Oregon is now the third state in the U.S. where voters will vote on whether to legalize marijuana in the November 2012 elections. The Oregon Secretary of State has certified the Oregon Cannabis Tax Act, or OCTA, has enough signatures to make the ballot. It will appear as Measure 80 to the voters of Oregon. The Oregon Cannabis Tax Act, if passed, would regulate the sales of marijuana for those over 21 years old. It would set up a distribution system where adults could buy cannabis for personal and private use only, through state-licensed stores. A whopping ninety percent of the tax revenue generated from the legal sales of Cannabis would go directly into the state’s general fund. That tax is estimated at more than $140 million annually.
The measure, if passed, would also open the door for the Oregon hemp farmer, with one percent of taxes going into a kick start program to promote Oregon-grown hemp as a food and fiber product and one percent that would be used to promote hemp as a biofuel. Much of that money would go into creating two separate state commissions that would oversee each. One percent would be devoted to drug education in public schools, and the remaining seven percent of the taxes collected from the sales of legal marijuana would go into drug treatment programs.
OCTA calls for the creation of a Cannabis Commission that would oversee retail sales and marijuana cultivation and have the power to limit the amount of marijuana a person could purchase. The Cannabis Commission would do work similar to the alcohol commission that oversees alcohol sales and regulations. Under the proposal, marijuana possession would be decriminalized although public pot consumption would be prohibited and subject to a fine of $250. There is an exception written into measure 80, “..except where prominent signs permit and minors are neither admitted nor employed”, opening the possibility that Oregon may move cannabis lounges from being medical patients-only to bar-type of establishments, regulated by the new state Cannabis Commission.
Paul Stanford, the founder of The Hemp and Cannabis Foundation, and the THCF clinics that are in several medical marijuana states was the measure’s chief petitioner. This was Stanford’s latest of several attempts to get a legalization effort on the ballot. It is the second time he has made it this far. Stanford says that he has been working toward this goal for the last 24 years. He turned in over 165,000 signatures to get the 87,213 that they needed. Stanford came up with 88,887 valid signatures, narrowly making the ballot with just 1600 extras.

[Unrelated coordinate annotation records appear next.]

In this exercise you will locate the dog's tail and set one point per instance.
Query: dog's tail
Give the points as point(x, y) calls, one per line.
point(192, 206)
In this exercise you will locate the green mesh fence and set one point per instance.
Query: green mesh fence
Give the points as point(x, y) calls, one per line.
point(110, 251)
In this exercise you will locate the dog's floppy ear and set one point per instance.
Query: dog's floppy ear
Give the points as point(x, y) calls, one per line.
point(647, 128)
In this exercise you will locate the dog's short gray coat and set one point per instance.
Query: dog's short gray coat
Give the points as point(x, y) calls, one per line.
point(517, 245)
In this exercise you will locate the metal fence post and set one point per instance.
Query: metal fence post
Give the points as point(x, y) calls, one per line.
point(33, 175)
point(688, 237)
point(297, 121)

Public polls in the U.S. show marijuana legalization has been gaining popularity nationwide. Oregonians have a mail-in ballot system, so every voter is mailed a ballot. A larger turnout may bode well for those hoping to legalize cannabis. We’ll find out if Oregon citizens, along with Washington and Colorado citizens have enough supporters to change cannabis laws forever come November 6th. If Oregon voters pass measure 80, it will take effect on January 1st, 2013.
UPDATE: This article has been updated 7-15-12 to address public consumption of cannabis and correct information about cannabis bar-type establishments that would be permitted if Measure 80 passes. An earlier version stated they would not be allowed.